It appears that the Bank of Canada’s optimism that the Canadian economy’s growth will pick up in the third and fourth quarters of this year is well founded. Not only was the employment report very robust for two consecutive months, but the jobless rate has fallen to its lowest level since at least 1976.
Also, Canada’s trade deficit, reported today, hit a six-month low in April, as exports continue to rebound from a recent slump. Consumer spending and business investment are also making a big comeback. Household spending has accelerated, despite concerns over bloated debt loads, assisted by easing rates on loans, substantial jobs gains, stabilizing housing markets and improving financial markets.

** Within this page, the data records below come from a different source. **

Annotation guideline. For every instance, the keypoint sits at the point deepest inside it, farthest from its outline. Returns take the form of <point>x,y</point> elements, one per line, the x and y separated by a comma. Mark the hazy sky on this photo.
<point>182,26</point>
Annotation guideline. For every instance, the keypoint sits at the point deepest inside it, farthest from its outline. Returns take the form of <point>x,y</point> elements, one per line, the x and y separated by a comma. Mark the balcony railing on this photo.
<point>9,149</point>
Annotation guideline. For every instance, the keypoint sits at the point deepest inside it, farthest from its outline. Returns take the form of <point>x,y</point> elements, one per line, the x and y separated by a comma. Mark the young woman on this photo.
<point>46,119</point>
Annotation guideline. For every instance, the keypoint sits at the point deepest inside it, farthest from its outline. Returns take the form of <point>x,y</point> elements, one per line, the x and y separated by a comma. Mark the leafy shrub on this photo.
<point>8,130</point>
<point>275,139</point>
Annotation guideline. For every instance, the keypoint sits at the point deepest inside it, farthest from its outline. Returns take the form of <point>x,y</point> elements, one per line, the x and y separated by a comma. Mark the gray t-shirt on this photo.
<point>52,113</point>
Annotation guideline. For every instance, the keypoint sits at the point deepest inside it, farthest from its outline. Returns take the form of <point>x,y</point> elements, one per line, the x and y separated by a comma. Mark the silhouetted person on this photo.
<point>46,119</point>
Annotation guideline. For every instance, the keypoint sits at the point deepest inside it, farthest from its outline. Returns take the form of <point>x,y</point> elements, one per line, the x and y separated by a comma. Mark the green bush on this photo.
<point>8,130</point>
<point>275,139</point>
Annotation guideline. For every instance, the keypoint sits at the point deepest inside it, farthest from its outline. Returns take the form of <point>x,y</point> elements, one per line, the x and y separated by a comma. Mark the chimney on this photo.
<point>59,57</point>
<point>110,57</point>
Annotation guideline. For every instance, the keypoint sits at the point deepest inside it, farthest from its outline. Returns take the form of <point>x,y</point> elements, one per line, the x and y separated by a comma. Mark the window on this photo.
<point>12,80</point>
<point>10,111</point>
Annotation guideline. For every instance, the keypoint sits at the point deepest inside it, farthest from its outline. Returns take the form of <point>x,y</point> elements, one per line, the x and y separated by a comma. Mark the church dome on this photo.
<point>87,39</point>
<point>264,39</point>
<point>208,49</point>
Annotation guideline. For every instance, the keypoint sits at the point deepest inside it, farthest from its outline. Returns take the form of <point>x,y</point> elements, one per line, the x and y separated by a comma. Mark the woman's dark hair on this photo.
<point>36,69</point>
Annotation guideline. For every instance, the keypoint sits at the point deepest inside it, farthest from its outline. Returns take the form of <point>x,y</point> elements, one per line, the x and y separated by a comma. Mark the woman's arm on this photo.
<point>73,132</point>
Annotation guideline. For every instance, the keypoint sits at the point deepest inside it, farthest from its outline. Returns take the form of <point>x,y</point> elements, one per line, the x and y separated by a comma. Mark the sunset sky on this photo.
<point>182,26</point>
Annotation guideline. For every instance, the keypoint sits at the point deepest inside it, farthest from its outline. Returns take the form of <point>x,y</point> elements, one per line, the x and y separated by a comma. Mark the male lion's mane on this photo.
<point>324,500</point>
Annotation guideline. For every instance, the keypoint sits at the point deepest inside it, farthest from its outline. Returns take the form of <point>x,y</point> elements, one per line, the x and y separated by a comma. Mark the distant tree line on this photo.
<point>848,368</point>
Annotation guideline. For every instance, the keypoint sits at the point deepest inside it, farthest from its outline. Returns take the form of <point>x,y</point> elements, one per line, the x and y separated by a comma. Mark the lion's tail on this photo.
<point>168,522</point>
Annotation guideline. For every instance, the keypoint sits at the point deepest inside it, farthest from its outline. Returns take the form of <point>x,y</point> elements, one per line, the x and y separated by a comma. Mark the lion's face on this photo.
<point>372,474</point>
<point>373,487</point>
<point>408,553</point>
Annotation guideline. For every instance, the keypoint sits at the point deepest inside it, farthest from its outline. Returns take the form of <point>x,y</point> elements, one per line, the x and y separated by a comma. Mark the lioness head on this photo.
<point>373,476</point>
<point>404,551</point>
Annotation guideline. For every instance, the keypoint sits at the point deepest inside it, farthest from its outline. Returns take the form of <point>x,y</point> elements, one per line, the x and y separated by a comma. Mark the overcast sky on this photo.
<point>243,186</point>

The Bank of Canada forecasts that growth will accelerate to an annualized 1.3% in the second quarter–following the meagre 0.4% expansion in Q1–and pick up further in the second half of this year, before accelerating back to above 2% growth by 2020. This comeback begs the question–why were markets expecting a rate cut by the bank in December? That expectation may well change after this morning’s Statistics Canada releases. Of course, one caveat remains, which is the uncertainty surrounding a trade war with China and Mexico. If the trade situation were to worsen, Canada’s economy would undoubtedly be sideswiped.
Canadian employment rose by 27,700 in May, bring the number of jobs created over the past year to a whopping 453,100. The jobless rate plunged to 5.4%, from 5.7% in April, the lowest in data going back to 1976. Economists had been forecasting employment to rise by only 5,000 last month after Canada recorded a record gain of 106,500 in April. The loonie jumped on the news.
The composition of the job gain was particularly heartening, as the rise was all in full-time employment. On the other hand, jobs by those who are self-employed increased by 61,500–the gig economy is alive and well.
The most substantial job gains were in Ontario and BC.
Wage growth continued to be strong in May as pay gains for permanent workers sere steady at 2.6%.
In direct contrast, the US jobs report, also released today, was weaker than expected. US payrolls and wage gains cooled as Trump’s trade war weighed on the economy. US employers added the fewest workers in three months, and wage gains eased, suggesting broader economic weakness and boosting expectations for a Federal Reserve interest-rate cut as President Donald Trump’s trade policies weigh on growth.